大数据列存储文件格式

 

文件存储格式,即数据在磁盘上是如何组织的,比如 leveldb 的 sst 文件由 DataBlock、FilterBlock、IndexBlock、Footer 等组成。这种格式的设计,适应了单机写多读少、读取新写入数据的场景。

1. 大数据为何偏爱列存储

Apache ORC、Apache Parquet 都是典型的列存储格式,大数据的场景,为何偏爱列存储?

首先无论场景如何变化,从单机到大数据,面临的磁盘性能是一致的,引用 Jeff Dean 演讲的数据1

Latency Comparison Numbers (~2012)

Operation Time in Nano Seconds
L1 cache reference 0.5 ns
Branch mispredict 5 ns
L2 cache reference 7 ns
Mutex lock/unlock 25 ns
Main memory reference 100 ns
Compress 1K bytes with Zippy 3,000 ns
Send 1K bytes over 1 Gbps network 10,000 ns
Read 4K randomly from SSD 150,000 ns
Read 1 MB sequentially from memory 250,000 ns
Round trip within same datacenter 500,000 ns
Read 1 MB sequentially from SSD* 1,000,000 ns
Disk seek 10,000,000 ns
Read 1 MB sequentially from disk 20,000,000 ns
Send packet CA->Netherlands->CA 150,000,000 ns

也就是磁盘顺序读性能远远大于 seek.

提到列存储,普遍认知第一个优势是 IO。

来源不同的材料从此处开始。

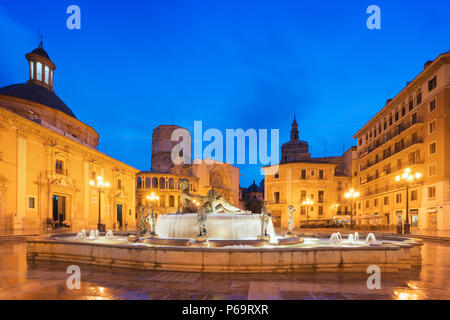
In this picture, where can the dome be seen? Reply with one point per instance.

大数据表列数很多,但是查询时往往只用到少数几列,只需要读取更少的列,因此 IO 效率更高。

SIGMOD 2008 有一篇论文: Column-Stores vs. Row-Stores: How Different Are They Really?2 3,总结了以下四点。

首先是 Block iteration: 块遍历,每次读取的数据格式相同,可以充分利用现代 CPU 的 SIMD 指令集加速计算。当然这一点需要跟计算引擎的向量化充分结合。后续各类计算引擎的向量化实现、Vector/Array 数据结构的设计,也都证明了这一点。

其次是 Column-specific compression techniques: low information entropy,相同格式的数据压缩比更高。即使不采用压缩,一些算法例如 run-length encoding. 在存储(Disk/Mem)空间更小的前提下不会增加常见算法的复杂度,如果某一列的数据有序、或者前缀相同,那么效果会更好。run-length-encoding.png

然后是 Late materialization: 列存储能够更好的应用延迟物化技术,例如 Traditional Query Plan VS Late Materialized Query Plan:

traditional VS late-materialization

放到现在看主要就是 bitmap、谓词下推等方案。 优势在于:

  1. Selection 和 Aggregation 操作时:尽可能的降低传递 Tuple 的大小和个数,最好读取时就过滤、聚合。(Selection and aggregation operators tend to reduce the number of tuples which need to be constructed)
  2. 前面提到了压缩降低了空间占用,但是解压同样消耗 CPU,延迟物化可以屏蔽掉这个隐患。(Data compressed using column-oriented compression methods must be decompressed during the tuple construction process)
  3. Cache performance improved: 这里说的 cache 是前面提到的 L1/L2 Cache,相同格式的数据,cache 容易对齐且一次性加载到了 Cache Line.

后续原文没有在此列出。